Köln – Am vergangenen Wochenende feierten erneut Hunderttausende den Christopher Street Day in Köln. Höhepunkt war die Parade durch die Innenstadt am Sonntag (TAG24 berichtete). Doch die Bewegung ist mehr als eine Schwulenparade.
Nicht nur Party: Der Kölner CSD stellt 16 politische Forderungen.
Nicht nur Party: Der Kölner CSD stellt 16 politische Forderungen.
Der Kölner CSD gehört zu den größten Veranstaltungen der lesbischen, schwulen, bisexuellen, trans-, intergeschlechtlichen und queeren (LGBTIQ) Community in Europa. Manche nennen ihn deshalb auch Karneval im Sommer.

Dabei hat der CSD - anders als Karneval - eine politische Dimension. Das diesjährige Motto "Coming out in Deinem Style" soll die jüngere Generation in ihrer Identitätsfindung unterstützen. Die Selbstmordrate unter LGBTIQ-Jugendlichen sei siebenmal höher als die von gleichaltrigen Heterosexuellen, erklären die Veranstalter ihren Schwerpunkt.

Nachdem mit der Eheöffnung im vergangenen Jahr ein großer politischer Erfolg gefeiert werden konnte, stellt der Kölner CSD nicht weniger als 16 politische Forderungen. Die reichen von mehr Unterstützung für LGBTIQ-Geflüchtete bis zum Verbot von Konversionstherapien, die Homosexuelle "heilen" wollen.

Gleichzeitig ist die Community auch mit sich selbst beschäftigt. Lesbische Frauen fordern seit Langem mehr Sichtbarkeit, sowohl in der Gesellschaft als auch beim CSD.

"Vielen ist der CSD zu schwul geworden", sagt Maren Wuch. Die 53-Jährige gehört zu den Organisatorinnen des "Dyke* March", einer Demonstration am Vorabend der großen Parade speziell für frauenliebende Frauen. Sowohl in der Organisation als auch in der Wahrnehmung nach außen würden schwule Männer dominieren, kritisiert sie. Patriarchale Strukturen seien eben auch in der Community sichtbar. "So blöd es klingt: Ich bin doppelt diskriminiert - als Frau und als Lesbe."
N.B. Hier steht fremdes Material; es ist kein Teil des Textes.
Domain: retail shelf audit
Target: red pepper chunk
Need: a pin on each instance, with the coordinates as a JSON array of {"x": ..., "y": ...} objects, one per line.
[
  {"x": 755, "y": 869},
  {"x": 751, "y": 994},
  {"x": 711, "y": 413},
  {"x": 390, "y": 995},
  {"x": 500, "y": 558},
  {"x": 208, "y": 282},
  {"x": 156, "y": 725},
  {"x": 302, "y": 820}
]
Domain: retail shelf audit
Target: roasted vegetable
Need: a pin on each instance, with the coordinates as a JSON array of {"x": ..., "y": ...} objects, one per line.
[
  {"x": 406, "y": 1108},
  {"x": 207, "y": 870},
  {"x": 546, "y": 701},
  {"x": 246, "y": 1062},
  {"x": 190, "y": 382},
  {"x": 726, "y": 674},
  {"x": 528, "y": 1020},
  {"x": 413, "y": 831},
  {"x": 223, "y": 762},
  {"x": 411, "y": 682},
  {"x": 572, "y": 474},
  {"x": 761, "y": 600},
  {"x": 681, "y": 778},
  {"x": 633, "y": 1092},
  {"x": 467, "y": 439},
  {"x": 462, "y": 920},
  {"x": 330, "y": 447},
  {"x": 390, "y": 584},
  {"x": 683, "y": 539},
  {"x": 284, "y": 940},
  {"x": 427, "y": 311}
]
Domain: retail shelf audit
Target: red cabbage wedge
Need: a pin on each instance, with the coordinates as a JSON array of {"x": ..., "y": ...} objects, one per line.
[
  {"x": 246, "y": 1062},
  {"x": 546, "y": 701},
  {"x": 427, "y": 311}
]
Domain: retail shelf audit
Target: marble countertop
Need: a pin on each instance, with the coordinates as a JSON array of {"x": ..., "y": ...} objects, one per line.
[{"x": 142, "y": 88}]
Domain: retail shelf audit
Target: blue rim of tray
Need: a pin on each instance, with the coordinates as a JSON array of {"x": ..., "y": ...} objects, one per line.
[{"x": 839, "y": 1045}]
Neflix-Serienstars bei Parade dabei

Die Serienstars Jackie Cruz (M-r) und Danielle Brooks (Orange Is the New Black) stehen bei der Christopher-Street-Day-Parade auf einem Wagen.
Die Serienstars Jackie Cruz (M-r) und Danielle Brooks (Orange Is the New Black) stehen bei der Christopher-Street-Day-Parade auf einem Wagen.  © DPA

Aber unter Jüngeren wachse die Sensibilität für lesbische Themen. Das liegt sicher auch an einer vielfältigeren Medienlandschaft.

Die Netflix-Serie "Orange Is The New Black" mit ihren lesbischen und transgender Charakteren ist in der Community besonders beliebt. Die jungen Fans konnten es deshalb kaum fassen, dass die drei Darstellerinnen Danielle Brooks (28), Natasha Lyonne (39) und Jackie Cruz (31) bei der Parade mitgefahren sind (TAG24 berichtete).

Schnell bildete sich eine große Traube vor dem Wagen, noch bevor die Parade überhaupt begonnen hatte. Die Schauspielerinnen signierten Regenbogenflaggen, posierten für Fotos und feierten ordentlich mit.

"Die Serie ist ein Pionier, was Vielfalt angeht. Es ist toll, heute die Leute zu sehen, die uns unterstützen. Sie zeigen, dass sie nicht alleine sind", sagte Cruz während der Parade. "Der CSD ist großartig."